Oberstar and ranking Republican Rep. John Mica of Florida were joined by Aviation Subcommittee Chairman Jerry Costello, D-Ill., and subcommittee ranking Republican Rep. Thomas Petri of Wisconsin in introducing H.R. 3371, the Airline Safety and Pilot Training Improvement Act of 2009.
"Despite an excellent overall aviation safety record, we have a responsibility to make sure that every aspect of our aviation system is as safe as it can be," said Mica. "Unfortunately, most of our recent commercial aviation crashes have involved commuter aircraft. It is essential that Congress act to ensure the safety of the flying public, and the bipartisan measures adopted in this bill will address some of the safety issues that have been raised."

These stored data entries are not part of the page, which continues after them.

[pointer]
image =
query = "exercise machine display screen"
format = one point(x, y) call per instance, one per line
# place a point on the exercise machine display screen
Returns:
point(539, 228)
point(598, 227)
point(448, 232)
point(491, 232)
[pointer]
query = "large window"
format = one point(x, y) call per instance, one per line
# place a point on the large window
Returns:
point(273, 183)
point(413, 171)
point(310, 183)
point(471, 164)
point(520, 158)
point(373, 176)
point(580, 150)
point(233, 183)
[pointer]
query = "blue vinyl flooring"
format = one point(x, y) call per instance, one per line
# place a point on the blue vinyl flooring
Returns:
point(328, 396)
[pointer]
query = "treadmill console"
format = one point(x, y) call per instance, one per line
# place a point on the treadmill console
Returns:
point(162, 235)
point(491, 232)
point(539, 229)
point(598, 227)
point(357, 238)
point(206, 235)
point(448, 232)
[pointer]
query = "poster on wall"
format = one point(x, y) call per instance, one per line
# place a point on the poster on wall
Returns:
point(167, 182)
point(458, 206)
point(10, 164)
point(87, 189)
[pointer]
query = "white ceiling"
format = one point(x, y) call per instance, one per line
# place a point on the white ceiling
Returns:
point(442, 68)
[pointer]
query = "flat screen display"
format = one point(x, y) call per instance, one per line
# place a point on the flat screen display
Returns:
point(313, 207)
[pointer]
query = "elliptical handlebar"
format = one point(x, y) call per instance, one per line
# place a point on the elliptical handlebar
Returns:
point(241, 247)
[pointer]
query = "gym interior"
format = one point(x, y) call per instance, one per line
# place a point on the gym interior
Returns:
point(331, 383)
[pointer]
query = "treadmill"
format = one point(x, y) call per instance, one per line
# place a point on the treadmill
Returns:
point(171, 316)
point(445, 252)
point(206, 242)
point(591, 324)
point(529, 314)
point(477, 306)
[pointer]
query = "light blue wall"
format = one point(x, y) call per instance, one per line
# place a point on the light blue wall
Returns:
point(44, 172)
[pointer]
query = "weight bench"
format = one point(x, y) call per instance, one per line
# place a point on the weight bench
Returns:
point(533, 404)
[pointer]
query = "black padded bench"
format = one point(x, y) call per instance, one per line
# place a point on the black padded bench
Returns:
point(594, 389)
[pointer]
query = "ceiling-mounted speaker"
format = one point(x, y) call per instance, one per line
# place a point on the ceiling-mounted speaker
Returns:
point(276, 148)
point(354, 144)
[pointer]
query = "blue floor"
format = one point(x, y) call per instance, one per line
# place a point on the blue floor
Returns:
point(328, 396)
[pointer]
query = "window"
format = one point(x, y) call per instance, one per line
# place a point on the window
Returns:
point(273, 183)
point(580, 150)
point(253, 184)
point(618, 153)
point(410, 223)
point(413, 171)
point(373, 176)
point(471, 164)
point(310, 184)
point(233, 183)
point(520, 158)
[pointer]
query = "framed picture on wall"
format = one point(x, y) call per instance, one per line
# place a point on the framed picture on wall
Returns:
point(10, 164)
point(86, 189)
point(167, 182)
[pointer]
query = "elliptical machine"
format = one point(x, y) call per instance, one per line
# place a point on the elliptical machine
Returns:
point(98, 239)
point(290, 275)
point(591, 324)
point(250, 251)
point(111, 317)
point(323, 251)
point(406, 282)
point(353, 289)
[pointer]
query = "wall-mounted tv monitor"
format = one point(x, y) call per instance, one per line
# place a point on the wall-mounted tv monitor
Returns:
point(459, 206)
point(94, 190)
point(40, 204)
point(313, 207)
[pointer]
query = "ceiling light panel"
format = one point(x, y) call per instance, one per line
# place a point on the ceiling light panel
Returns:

The U.S. Department of Transportation is now seven months late with its annual National Safety Transportation Board Most-Wanted Recommendations Report, Mica said. "This is an unacceptable failure, and the bill emphasizes the importance of these reports by requiring an annual DOT report on NTSB's commercial airline safety recommendations."
- Requires the Federal Aviation Administration to ensure that pilots are trained on stall recovery, upset recovery and that airlines provide remedial training.
- Requires airline pilots to hold an FAA Airline Transport Pilot license (1,500 minimum flight hours required).
- Establishes comprehensive pre-employment screening of prospective pilots including an assessment of a pilot's skills, aptitudes, airmanship and suitability for functioning in the airline's operational environment.
- Requires airlines to establish pilot mentoring program, create pilot professional development committees, modify training to accommodate new-hire pilots with different levels and types of flight experience, and provide leadership and command training to pilots in command.
- Creates a pilot records database to provide airlines with fast, electronic, secure access to a pilot's comprehensive record. Information will include pilot's licenses, aircraft ratings, check rides, Notices of Disapproval and other flight proficiency tests.
- Directs FAA to update and implement a new pilot flight and duty time rule and fatigue risk management plans to more adequately track scientific research in the field of fatigue. It also requires air carriers to create fatigue risk management systems approved by FAA.
The bill also requires DOT's inspector general to study and report to Congress whether the number and experience level of safety inspectors assigned to regional airlines is on par with that of commercial airlines.
As a consumer help, the bill requires that the first page of an Internet Web site that sells airline tickets disclose the air carrier that operates each segment of the flight. It also directs a National Academy of Sciences study on pilot commuting and fatigue.
"The Buffalo crash and the subsequent Aviation Subcommittee hearing revealed some troubling questions in terms of training, development and the working environment of pilots - particularly at regional airlines," said Petri.
"Our bill is a comprehensive effort to consolidate what we know industry-wide about aviation safety to improve safety performance going forward," said Costello. "The more we looked at these issues, the more it became apparent that information about pilot training and safety programs is not readily available."
The House joins the Senate in offering bills, including that of U.S. Sen. Amy Klobuchar, DFL-Minn. A Senate Commerce Committee panel held hearings in June.
"Many Minnesotans rely on regional jets to connect them to each other and to the world," Klobuchar said then. "And these passengers should be as safe on a regional carrier going from Minneapolis to Bemidji or to Duluth as they would be on a Boeing 767 flying from Los Angeles to New York."
At the Senate hearing, a number of safety issues were raised, including poor FAA oversight, pilot fatigue, inadequate pilot training, low pilot compensation and non-essential talk between pilots during takeoffs and landings, Klobuchar said.
Klobuchar called on the Senate to pass the Aviation Inspection Safety Act, which she authored with Sen. Olympia Snowe, R-Maine, to toughen airline safety rules.